As the narrator tells us, the Check Your Luck Agency is a business that could only exist in Asia. Its agents investigate what’s causing clients’ bad or good luck.
Structurally, the novel is more like two stories instead of a whole. Early on, Ursula Formosa investigates a house that the client believes is haunted by her dead husband. In the latter, Ursula joins a television production about hauntings, whilst coming to terms with being able to see and communicate with ghosts.
And the structure is the book’s major problem. It would’ve worked better separated into two stories. As it is, they’re presented as one – though the investigations don’t intertwine. Also, there are back-stories presented as scenes, but they don’t connect with the storyline – see Deepak’s origin (to the agency) story. There are also unnecessary scenes wherein Ursula eats by herself. She goes off on tangents, too.

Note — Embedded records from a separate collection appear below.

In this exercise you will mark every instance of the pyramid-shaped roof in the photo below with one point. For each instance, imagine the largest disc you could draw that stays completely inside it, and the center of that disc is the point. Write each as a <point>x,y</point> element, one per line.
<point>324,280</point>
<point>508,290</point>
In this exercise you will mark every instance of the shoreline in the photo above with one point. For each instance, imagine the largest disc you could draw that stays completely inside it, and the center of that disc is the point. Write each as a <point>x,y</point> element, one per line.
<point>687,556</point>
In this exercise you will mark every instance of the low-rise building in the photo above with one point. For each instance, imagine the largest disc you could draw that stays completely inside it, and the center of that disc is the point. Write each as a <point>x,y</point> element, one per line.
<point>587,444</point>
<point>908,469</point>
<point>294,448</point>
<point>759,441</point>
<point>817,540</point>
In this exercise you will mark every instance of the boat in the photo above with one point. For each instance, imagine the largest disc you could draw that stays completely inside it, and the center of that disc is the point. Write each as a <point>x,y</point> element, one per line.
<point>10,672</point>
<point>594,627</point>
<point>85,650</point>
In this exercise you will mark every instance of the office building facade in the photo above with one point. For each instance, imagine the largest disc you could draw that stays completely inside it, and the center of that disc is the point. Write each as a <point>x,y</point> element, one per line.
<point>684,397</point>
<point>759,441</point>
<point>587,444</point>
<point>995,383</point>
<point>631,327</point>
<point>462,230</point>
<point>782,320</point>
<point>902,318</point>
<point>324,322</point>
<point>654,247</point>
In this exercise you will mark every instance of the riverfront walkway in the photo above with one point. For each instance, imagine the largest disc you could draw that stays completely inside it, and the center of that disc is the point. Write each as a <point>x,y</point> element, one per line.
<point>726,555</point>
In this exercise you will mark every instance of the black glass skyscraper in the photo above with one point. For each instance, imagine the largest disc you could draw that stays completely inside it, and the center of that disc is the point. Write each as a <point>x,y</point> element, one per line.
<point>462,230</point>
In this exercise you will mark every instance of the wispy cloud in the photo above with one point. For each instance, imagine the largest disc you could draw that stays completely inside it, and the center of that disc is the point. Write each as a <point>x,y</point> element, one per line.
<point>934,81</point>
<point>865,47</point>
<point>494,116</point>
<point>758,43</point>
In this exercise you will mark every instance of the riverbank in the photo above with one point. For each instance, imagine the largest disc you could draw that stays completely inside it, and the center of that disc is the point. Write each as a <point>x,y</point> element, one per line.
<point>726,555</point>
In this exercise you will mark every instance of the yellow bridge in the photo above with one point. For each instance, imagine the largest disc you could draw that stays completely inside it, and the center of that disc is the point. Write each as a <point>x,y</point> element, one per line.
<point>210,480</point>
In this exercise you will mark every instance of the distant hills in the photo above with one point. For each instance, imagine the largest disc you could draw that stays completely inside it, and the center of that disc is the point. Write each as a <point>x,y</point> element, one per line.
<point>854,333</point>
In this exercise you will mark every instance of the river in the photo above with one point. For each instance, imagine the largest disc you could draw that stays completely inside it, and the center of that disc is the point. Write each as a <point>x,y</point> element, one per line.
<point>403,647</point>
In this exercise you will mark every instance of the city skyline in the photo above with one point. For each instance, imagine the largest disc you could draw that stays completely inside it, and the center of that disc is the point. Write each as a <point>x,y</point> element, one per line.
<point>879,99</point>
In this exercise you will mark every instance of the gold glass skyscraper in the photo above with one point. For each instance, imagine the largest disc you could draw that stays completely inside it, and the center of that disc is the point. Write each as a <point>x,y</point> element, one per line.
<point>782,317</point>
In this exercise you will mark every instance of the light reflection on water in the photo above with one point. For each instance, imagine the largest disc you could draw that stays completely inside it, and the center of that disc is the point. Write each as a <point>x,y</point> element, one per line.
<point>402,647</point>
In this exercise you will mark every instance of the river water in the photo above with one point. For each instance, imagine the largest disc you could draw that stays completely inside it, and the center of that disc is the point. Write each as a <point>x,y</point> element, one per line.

All that said, Ursula’s voice is likeable, but the novel’s highlight is clearly the setting. I’ve never been to any Asian country, but I could imagine Singapore and Malaysia quite easily, thanks to the author’s helpful descriptions. I’d love to read more set in the cities.
An alternative to Nury Vittachi’s The Feng Shui Detective and Alexander McCall Smith’s The Number One Ladies’ Detective Agency, Cara d’Bastian’s The Check Your Luck Agency is a cosy mystery that’s the first in a series. Return of the Hantu is coming soon.